Unter "Blast From The Past" erscheinen jeden Mittwoch Reviews zu Alben, die wir bislang nicht ausreichend gewürdigt haben. Hier gibt es alle bisher erschienenen Blast-From-The-Past-Reviews.
„We are a blaze in the northern sky
The next thousand years are OURS“
Knapp dreißig Jahre nach Veröffentlichung von „A Blaze In The Northern Sky“ von DARKTHRONE sind wir natürlich weit davon entfernt, das Ergebnis dieses postulierten Ziels zu kennen. Da das Album aber seit letztem Jahr Teil des Nationalmuseums in Oslo ist – neben Roald Amundsens Brief vom Südpol, König Magnus Lagabøtes (König 1263-1280) Gesetzeswerk und Edvard Griegs Partitur – ist zumindest die Wahrscheinlichkeit erhöht, dass man sich auch noch in geraumer Zeit an das Zweitwerk der Band aus Kolbotn (einem Vorort von Oslo) erinnert. Neben der Tradierung innerhalb der Metalhörerschaft natürlich.

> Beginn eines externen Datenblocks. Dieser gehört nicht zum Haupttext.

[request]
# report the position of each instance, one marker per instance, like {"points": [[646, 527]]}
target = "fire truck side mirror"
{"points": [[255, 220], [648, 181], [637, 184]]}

Als DARKTHRONE das Album aufnahmen, war jedoch noch nicht abzusehen, welch einen nachhaltigen Eindruck es erreichen würde. DARKTHRONE starteten als Death-Metal-Band und veröffentlichten im Januar 1991 das im übrigen vorzügliche Album „Soulside Journey“. Als die Band aber Demos zum zweiten Album aufnahmen, hatten die Mitglieder eine Art „Erweckungserlebnis“. Sie hörten in den Pausen zwischen den Proben eigentlich andere Platten, und für sie fühlte es sich irgendwann falsch an, technisch zu spielen, nachdem sie gerade HELLHAMMER oder alte BATHORY gehört hatten.
Adios Death Metal
Zu dieser Zeit hatte sicherlich MAYHEM-Gitarrist Euronymous den größten ideologischen Einfluss auf die Szene. Er war Gitarrist einer Vorreiterband, die bereits etwas vorzuweisen hatte, und schließlich bot er mit seiner Helvete-Plattenboutique eine Heimstatt für den Black-Metal-Nachwuchs und drückte ihnen dort seine Regeln auf: Weiße Turnschuhe? Du kommst hier nicht rein! Jogginghose? Hau ab! In Interviews betonte er, dass Death Metal zu kommerziell geworden sei und nicht auf MTV gespielt werden sollte. Und er postulierte einen musikalischen Unterschied: Death Metal war Euronymous zu technisch. Black Metal sollte dagegen den Fokus auf die jeweilige Stimmung legen, auf primitive Riffs und einen unterproduzierten Sound. Nur das sei „echt“. Das gab es natürlich schon einmal mit der ersten Welle um VENOM, HELLHAMMER und CELTIC FROST, aber diesmal sollte es richtig gemacht werden und nicht verwässert werden.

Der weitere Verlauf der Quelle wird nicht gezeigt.